Re: smart short test crashes software raid array?

Kent Dorfman <kent.dorfman766@xxxxxxxxx> · Sat, 9 Mar 2019 11:43:16 -0500

On 3/9/19, Leslie Rhorer <lrhorer@xxxxxxxxxxxx> wrote:
>      Oh, and BTW, you say you are losing two spindles, right? From your
> response, I loosely infer it is either the two Seagate drives or else
> the two Western Digital drives that are being dropped.  Is that
> correct?  If so, doesn 't that suggest something to you?
>
>      On a different note, you don't mention what RAID level you are
> running, but given the fact the array croaks when two drives are
> removed, I take it the array is RAID5 or less?  I suggest at least RAID6
> and I would also suggest a hot spare.
>
> On 3/9/2019 8:41 AM, Leslie Rhorer wrote:
>>     I think you may have used the term "driver" twice when you meant
>> to say, "Drive".  The SMART operations are all contained fully within
>> the hard drive hardware, so there is no direct interaction between
>> RAID or any other host software and the SMART facilities, including
>> the tests.  In a properly functioning hard drive, SMART operations
>> should not cause an I/O call timeout.  I believe there are timeout
>> traps in the ATA / SCSI I/O drivers, but I don't think there are any
>> timeout traps in RAID.  I could be wrong on that point, however.
>>
>>     RAID itself is not going to be failure susceptible to bandwidth
>> limitations of the CPU or the I/O subsystems.  One could run RAID on a
>> bunch of floppy disks, and it wouldn't care.  I am guessing you have a
>> hardware issue.  Since the issue reportedly only shows up when SMART
>> tests are running, I would suspect the hard drives themselves.
>>
>>     Roger's suggestions are also reasonable.  I would start by backing
>> up all the data.  I will say that again: back up all your data.  Then
>> I would try swapping  hardware, starting with the drives, and then the
>> power supply.  How big is the power supply, by the way?  Then I would
>> try drive cables, followed by the HBA / Drive controller.  Are you
>> using an external drive enclosure, or are the drives internal to the PC?
>>
>> On 3/9/2019 3:43 AM, Kent Dorfman wrote:
>>> nothing useful in the dmesg, and offline means registered as failed
>>> under /proc/mdstat. or [UU..] instead of [UUUU].
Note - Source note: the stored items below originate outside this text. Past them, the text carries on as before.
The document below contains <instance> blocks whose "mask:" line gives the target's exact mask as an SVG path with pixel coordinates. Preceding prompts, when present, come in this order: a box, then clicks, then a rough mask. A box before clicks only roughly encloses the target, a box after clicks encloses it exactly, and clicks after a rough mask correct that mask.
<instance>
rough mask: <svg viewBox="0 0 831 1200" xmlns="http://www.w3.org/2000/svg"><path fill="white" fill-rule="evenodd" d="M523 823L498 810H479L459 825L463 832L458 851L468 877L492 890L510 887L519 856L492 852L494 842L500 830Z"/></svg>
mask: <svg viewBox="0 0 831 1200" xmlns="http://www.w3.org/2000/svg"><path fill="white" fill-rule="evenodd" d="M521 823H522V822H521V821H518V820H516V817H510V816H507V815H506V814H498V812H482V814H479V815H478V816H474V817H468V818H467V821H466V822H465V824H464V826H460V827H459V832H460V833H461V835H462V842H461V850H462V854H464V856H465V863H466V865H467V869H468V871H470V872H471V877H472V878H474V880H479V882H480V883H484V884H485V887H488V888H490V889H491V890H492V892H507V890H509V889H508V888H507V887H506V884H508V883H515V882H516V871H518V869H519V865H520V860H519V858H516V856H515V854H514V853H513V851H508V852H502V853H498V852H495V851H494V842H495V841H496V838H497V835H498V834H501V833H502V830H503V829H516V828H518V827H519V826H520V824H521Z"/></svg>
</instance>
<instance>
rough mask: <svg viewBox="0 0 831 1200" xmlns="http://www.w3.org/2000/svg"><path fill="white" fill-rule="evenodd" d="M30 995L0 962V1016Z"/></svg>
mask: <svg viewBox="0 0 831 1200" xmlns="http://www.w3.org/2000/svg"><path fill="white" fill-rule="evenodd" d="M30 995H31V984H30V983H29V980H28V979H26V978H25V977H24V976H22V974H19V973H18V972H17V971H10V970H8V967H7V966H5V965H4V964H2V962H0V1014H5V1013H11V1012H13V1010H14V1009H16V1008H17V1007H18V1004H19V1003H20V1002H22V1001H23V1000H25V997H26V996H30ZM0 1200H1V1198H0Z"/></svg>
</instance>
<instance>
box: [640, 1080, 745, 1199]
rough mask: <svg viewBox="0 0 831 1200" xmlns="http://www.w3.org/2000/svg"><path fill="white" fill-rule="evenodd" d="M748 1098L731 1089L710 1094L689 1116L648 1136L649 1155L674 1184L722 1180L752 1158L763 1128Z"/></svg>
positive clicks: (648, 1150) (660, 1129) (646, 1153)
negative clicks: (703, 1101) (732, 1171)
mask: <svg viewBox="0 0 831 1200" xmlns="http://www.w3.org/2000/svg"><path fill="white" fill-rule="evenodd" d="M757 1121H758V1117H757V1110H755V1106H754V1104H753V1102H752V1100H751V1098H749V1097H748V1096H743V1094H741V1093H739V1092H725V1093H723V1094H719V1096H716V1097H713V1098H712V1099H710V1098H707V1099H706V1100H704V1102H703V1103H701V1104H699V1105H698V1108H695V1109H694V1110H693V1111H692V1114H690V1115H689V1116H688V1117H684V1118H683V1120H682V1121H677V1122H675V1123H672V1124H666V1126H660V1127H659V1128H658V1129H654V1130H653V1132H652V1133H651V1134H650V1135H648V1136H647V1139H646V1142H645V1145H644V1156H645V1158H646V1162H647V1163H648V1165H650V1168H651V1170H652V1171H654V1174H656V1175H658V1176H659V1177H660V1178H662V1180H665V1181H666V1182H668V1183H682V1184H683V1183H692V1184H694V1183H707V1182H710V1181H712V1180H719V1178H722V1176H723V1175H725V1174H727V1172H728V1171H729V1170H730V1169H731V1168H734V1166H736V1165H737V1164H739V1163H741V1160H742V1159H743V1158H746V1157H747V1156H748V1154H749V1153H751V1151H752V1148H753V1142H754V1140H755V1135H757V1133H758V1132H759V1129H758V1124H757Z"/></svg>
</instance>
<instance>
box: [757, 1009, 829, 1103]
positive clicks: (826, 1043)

>>> since the array was mounted at the time of failure, just read/write
>>> errors when attempting to access files on it.
>>>
>>> These are the drive IDs from my script that spawns smart test.
>>>
>>> "ata-ST2000DL003-9VT166_5YD4TB1X"
>>> "ata-ST2000DM001-1CH164_Z3408QTZ"
>>> "ata-WDC_WD20EARX-00PASB0_WD-WCAZA8323338"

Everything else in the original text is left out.